The PowerShares S&P 500 High Dividend Low Volatility Portfolio (PowerShares Exchange-Traded Fund Trust II (NYSE:SPHD)) is one ETF bucking that trend. Home to an 18.6 percent utilities weight, the ETF's second-largest sector allocation, SPHD has added $155.1 million in new assets this year. That is good for the fourth-best total among all PowerShares ETFs, according to issuer data.

More importantly, SPHD is up 2.7 percent year-to-date and was one of just three ETFs to hit 52-week highs on Monday. SPHD is covered in case rates rise with almost 34 percent combined exposure to cyclical financial services and industrial stocks.

SPHD, which has a trailing 12-month dividend yield of almost 3.5 percent, pays a monthly dividend. That is an important trait for older investors looking for a steady income stream and for young investors looking to more fully exploit the advantages of compounding.

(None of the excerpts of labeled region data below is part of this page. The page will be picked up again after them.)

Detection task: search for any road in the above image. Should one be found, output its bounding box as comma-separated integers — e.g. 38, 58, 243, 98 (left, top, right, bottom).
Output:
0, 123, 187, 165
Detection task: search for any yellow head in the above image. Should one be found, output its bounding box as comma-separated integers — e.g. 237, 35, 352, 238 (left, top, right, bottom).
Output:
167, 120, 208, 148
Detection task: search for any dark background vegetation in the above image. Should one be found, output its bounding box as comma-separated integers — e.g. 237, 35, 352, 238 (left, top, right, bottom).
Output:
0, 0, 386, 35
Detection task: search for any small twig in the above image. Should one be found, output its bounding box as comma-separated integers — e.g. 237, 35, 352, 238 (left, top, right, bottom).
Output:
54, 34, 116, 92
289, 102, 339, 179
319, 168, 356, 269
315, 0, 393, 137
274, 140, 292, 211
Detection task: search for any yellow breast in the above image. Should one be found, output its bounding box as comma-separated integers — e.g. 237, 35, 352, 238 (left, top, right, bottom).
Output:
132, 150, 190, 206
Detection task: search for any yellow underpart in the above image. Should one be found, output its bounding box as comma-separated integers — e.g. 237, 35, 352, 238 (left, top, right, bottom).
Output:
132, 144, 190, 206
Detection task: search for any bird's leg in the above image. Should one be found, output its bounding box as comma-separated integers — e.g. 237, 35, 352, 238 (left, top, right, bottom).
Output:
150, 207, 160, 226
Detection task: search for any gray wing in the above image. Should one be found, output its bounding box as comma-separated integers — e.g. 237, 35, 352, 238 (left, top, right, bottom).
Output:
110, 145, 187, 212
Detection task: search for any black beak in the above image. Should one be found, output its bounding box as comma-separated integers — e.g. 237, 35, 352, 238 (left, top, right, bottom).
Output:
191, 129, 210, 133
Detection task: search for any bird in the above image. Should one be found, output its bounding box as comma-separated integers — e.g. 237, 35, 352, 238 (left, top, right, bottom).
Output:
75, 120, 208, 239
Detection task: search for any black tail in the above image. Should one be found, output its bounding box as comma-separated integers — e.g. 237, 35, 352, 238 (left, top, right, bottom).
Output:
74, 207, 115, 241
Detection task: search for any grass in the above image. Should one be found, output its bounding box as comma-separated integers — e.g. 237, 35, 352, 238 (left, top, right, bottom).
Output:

PHD's underlying index, the S&P 500 Low Volatility High Dividend Index, combines two defensive factors. The index seeks to include the 50 least-volatile, high-dividend-yielding securities in the S&P 500 and is rebalanced on a semiannual basis. The methodology for the S&P 500 Low Volatility High Dividend Index recognizes companies for their yield, but not the longevity of payments, according to S&P Capital IQ.

Disclosure: Todd Shriber owns shares of SPHD.